Блант признал, что не только он, но и Лео Лонг, и Джон Кернкросс были советскими агентами. О Лео Лонге у англичан уже были соответствующие материалы. Блант сам посоветовал Лонгу сознаться; так как предоставленный Бланту иммунитет автоматически распространялся и на его «агентов», которых он назовет, то Лонг последовал его совету. В отношении Лонга не было предпринято никаких судебных действий, и его имя не было обнародовано. Только в 1981 году, когда английские журналисты напали на след еще одного члена «кембриджской группы», он публично признался в своей работе на советскую разведку. Лонг сообщил при этом, что его служба в «лубянской конторе» давно уже была известна английским спецслужбам.
Что касается Кернкросса, который давно работал в Министерстве финансов, то, как я уже упоминал, все кончилось тем, что ему еще в 1967 году разрешили уйти в отставку, он переехал в Италию и там работал в одной из организаций ООН.
Мартин беседовал с обоими, и Лонгом, и Кернкроссом, и подтвердил им, что иммунитет Бланта распространяется и на них. Так что признание Бланта не нанесло ущерба его коллегам по разведке.
Всего одиннадцать раз встречались английские следователи с Блантом. Первая встреча, которая длилась 25 минут, по признанию Мартина, была самой важной и продуктивной. Остальные же мало что добавили к ней.

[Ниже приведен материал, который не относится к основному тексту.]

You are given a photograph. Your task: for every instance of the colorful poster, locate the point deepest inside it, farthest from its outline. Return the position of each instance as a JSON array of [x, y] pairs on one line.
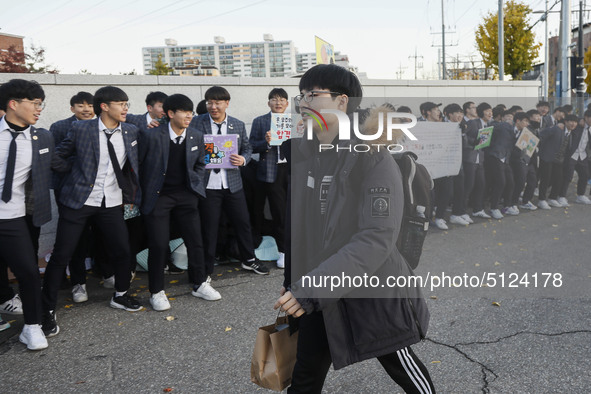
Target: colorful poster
[[324, 52], [484, 138], [280, 128], [527, 142], [218, 149]]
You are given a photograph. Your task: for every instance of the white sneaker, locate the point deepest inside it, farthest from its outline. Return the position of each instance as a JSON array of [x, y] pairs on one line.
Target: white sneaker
[[14, 306], [207, 292], [481, 214], [583, 200], [109, 283], [563, 201], [467, 218], [281, 260], [79, 293], [529, 206], [458, 220], [496, 214], [33, 337], [159, 301]]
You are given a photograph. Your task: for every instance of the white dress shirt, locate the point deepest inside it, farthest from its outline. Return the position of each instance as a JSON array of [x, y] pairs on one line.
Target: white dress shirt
[[105, 184], [15, 208], [220, 180]]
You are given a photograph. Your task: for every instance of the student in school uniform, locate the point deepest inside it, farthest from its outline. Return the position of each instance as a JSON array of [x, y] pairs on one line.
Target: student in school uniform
[[172, 168], [272, 169], [102, 176], [224, 186], [25, 163]]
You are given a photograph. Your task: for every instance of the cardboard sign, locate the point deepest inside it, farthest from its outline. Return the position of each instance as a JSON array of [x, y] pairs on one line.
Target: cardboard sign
[[280, 128], [218, 149]]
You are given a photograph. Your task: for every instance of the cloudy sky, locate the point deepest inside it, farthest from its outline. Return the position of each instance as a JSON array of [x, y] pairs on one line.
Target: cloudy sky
[[106, 37]]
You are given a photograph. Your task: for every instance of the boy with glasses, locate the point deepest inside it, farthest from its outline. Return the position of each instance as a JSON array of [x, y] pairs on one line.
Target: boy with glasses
[[25, 158], [101, 176], [172, 165]]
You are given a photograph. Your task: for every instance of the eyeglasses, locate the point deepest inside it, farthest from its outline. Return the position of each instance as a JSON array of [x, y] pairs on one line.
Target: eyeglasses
[[37, 103], [122, 104]]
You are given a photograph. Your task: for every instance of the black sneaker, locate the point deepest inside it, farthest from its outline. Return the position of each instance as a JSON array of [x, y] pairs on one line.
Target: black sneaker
[[256, 266], [49, 324], [125, 302], [173, 270]]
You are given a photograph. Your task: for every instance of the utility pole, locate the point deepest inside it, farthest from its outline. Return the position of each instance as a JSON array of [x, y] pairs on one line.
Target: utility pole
[[501, 42], [420, 65], [443, 41]]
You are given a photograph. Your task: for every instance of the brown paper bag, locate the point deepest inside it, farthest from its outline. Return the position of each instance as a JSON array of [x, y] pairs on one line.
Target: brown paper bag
[[274, 356]]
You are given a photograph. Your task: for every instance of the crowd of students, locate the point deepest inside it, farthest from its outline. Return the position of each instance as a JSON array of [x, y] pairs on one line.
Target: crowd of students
[[503, 173], [124, 182]]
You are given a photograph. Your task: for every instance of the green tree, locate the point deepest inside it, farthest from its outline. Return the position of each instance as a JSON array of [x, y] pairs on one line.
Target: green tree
[[160, 68], [520, 48]]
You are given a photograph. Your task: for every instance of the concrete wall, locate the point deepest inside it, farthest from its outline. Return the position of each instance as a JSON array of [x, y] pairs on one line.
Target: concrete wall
[[249, 95]]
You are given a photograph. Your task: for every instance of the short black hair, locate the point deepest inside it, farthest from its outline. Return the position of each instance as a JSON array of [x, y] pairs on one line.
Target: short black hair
[[498, 111], [81, 98], [543, 104], [107, 94], [19, 89], [481, 108], [177, 102], [467, 105], [201, 108], [336, 79], [452, 108], [278, 92], [519, 116], [217, 93], [155, 97]]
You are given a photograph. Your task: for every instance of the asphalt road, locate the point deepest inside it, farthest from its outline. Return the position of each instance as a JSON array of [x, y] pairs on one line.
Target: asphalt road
[[482, 339]]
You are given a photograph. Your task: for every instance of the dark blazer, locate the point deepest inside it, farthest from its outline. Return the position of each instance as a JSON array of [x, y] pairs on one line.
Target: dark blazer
[[59, 130], [267, 168], [550, 142], [153, 158], [469, 154], [202, 123], [82, 143], [502, 141], [40, 180]]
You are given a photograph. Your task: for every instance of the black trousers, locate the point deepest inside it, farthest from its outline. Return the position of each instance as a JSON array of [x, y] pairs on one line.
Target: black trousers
[[70, 227], [234, 205], [531, 180], [443, 189], [313, 361], [18, 253], [276, 193], [582, 168], [474, 185], [520, 170], [459, 201], [183, 207]]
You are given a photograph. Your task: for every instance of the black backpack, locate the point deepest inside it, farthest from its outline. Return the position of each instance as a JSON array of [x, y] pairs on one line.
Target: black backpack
[[418, 186]]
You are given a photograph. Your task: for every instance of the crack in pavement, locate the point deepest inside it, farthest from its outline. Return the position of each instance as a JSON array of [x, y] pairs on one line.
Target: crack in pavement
[[483, 368]]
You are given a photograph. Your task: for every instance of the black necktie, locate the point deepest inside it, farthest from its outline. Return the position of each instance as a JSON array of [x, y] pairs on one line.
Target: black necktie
[[219, 132], [115, 162], [10, 164]]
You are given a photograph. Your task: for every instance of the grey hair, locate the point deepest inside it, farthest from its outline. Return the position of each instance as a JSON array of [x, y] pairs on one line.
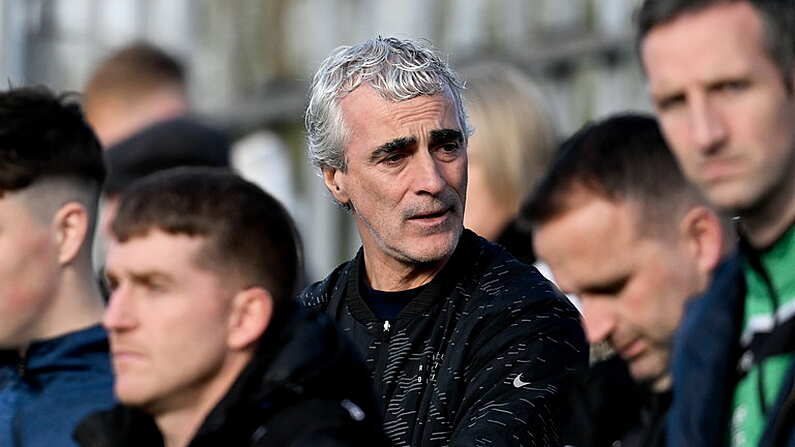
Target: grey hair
[[397, 69]]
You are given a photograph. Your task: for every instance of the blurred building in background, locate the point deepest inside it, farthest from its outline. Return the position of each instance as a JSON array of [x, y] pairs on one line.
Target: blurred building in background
[[250, 62]]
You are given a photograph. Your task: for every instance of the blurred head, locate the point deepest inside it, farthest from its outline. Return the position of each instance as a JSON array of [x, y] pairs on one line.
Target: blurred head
[[51, 173], [133, 88], [387, 128], [622, 229], [510, 148], [721, 78], [200, 261]]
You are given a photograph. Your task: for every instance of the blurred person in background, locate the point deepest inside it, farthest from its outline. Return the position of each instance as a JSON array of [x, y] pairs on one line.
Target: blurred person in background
[[623, 230], [133, 88], [209, 346], [466, 345], [512, 144], [722, 80], [54, 365], [139, 94]]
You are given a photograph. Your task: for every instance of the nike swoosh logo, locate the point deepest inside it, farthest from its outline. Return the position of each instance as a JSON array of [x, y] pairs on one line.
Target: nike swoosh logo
[[517, 382]]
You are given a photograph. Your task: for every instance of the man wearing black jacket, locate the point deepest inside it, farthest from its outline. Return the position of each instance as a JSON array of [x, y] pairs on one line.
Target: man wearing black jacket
[[209, 348], [621, 228], [466, 345]]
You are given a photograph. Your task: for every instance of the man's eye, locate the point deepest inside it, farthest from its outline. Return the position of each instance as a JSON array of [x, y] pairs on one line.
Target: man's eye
[[670, 102], [110, 283], [449, 150]]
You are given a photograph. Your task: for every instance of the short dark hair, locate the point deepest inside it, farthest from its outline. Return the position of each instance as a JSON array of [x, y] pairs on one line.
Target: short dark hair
[[134, 70], [246, 229], [623, 157], [181, 141], [46, 136], [778, 18]]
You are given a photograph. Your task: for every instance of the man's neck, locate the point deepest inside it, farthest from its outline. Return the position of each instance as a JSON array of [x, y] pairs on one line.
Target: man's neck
[[766, 224], [390, 275], [76, 304], [179, 420]]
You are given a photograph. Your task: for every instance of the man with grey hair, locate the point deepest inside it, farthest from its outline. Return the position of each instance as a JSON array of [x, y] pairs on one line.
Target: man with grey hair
[[466, 345]]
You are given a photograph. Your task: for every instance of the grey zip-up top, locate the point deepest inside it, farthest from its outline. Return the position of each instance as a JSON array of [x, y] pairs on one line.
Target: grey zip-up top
[[483, 356]]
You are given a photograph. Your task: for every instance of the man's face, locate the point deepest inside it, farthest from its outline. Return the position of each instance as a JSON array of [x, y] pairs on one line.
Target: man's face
[[29, 272], [406, 175], [632, 286], [723, 104], [167, 319]]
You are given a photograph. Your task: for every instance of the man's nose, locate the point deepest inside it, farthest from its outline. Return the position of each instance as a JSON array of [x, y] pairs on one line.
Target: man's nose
[[119, 314], [599, 319], [428, 175], [707, 127]]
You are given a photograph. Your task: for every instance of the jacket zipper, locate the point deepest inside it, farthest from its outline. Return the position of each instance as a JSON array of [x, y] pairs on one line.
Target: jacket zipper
[[381, 363]]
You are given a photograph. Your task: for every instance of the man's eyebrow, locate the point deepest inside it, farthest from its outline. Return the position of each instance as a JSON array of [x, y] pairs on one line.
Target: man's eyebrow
[[390, 147], [150, 277], [445, 135]]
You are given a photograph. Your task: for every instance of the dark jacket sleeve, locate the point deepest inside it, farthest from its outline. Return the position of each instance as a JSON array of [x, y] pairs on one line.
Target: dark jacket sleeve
[[324, 423], [519, 375]]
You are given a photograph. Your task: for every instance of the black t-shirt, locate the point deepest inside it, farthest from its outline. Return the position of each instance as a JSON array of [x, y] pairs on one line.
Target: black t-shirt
[[386, 305]]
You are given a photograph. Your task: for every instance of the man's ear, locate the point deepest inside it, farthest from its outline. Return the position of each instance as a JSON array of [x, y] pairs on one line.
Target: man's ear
[[703, 232], [250, 315], [71, 224], [335, 182]]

Докладывая парламенту о деле Бланта, М. Тэтчер признала, что его работа на Москву долго тревожила английские спецслужбы и они вновь и вновь возвращались к его деятельности под эгидой Лубянки — в 1973, 1974 и 1979 годах. Бывший заместитель генерального директора МИ-5 Джордж Янг сообщил, что семь или восемь человек попали в связи с делом Бланта под подозрение, но не было обнаружено достаточных доказательств, и их оставили в покое.
И еще один вопрос, который представляет интерес. В какой степени Блант был искренен на следствии? Конечно, в его задачу не входила помощь английским спецслужбам. И следователь Мартин отмечал, что Блант никогда не говорил всей правды. Он подробно останавливался на своих отношениях с Берджесом, который скончался за полгода до этого, в августе 1963 года, в Москве, и о других своих коллегах, но только о тех, кто по тем или другим причинам был вне досягаемости английского правосудия.
В то же время беседы следователей с ним, как признал Джордж Янг, показали, что он знал о многих тайнах: об английских методах контрразведки, о персонале МИ-5, об английских тайных агентах в Компартии Великобритании. Он мог на основании своих сведений предупредить Москву о предпринимаемых Англией мерах безопасности. «Я думаю, что русским, — говорил Джордж Янг, — данные Бланта были в высшей степени полезными для их разведывательных операций в Британии после войны».
На основании допросов Бланта Янг высказал предположение, что он мог передать огромную информацию на Лубянку, так как между различными подразделениями английских служб безопасности существовали тесные связи и сведения, получаемые им, далеко выходили за рамки его конкретного участка. В интервью «Таймс» в 1979 году он сказал: «Информация Бланта открыла после войны новую страницу русской разведки в наступлении против Британии».
Насколько после допросов 1963–1964 годов удалось скрыть от общественности, от политических деятелей и журналистов факт службы Бланта Лубянке? Имя Бланта как четвертого стало упоминаться на Флит-стрит уже в конце 60-х годов. Возможно, просочились сведения о том, что некоторые журналисты начали расследовать эту тему и в числе других советских разведчиков называли и имя сэра Антони. Английский специалист по разведке Филипп Найтли утверждал, что он и его соавтор по одной из книг Брюс Пейдж слышали уже в 1968 году, что четвертым является Блант. Тогда же оба журналиста попытались взять у Бланта интервью, но он категорически отказался встретиться с ними.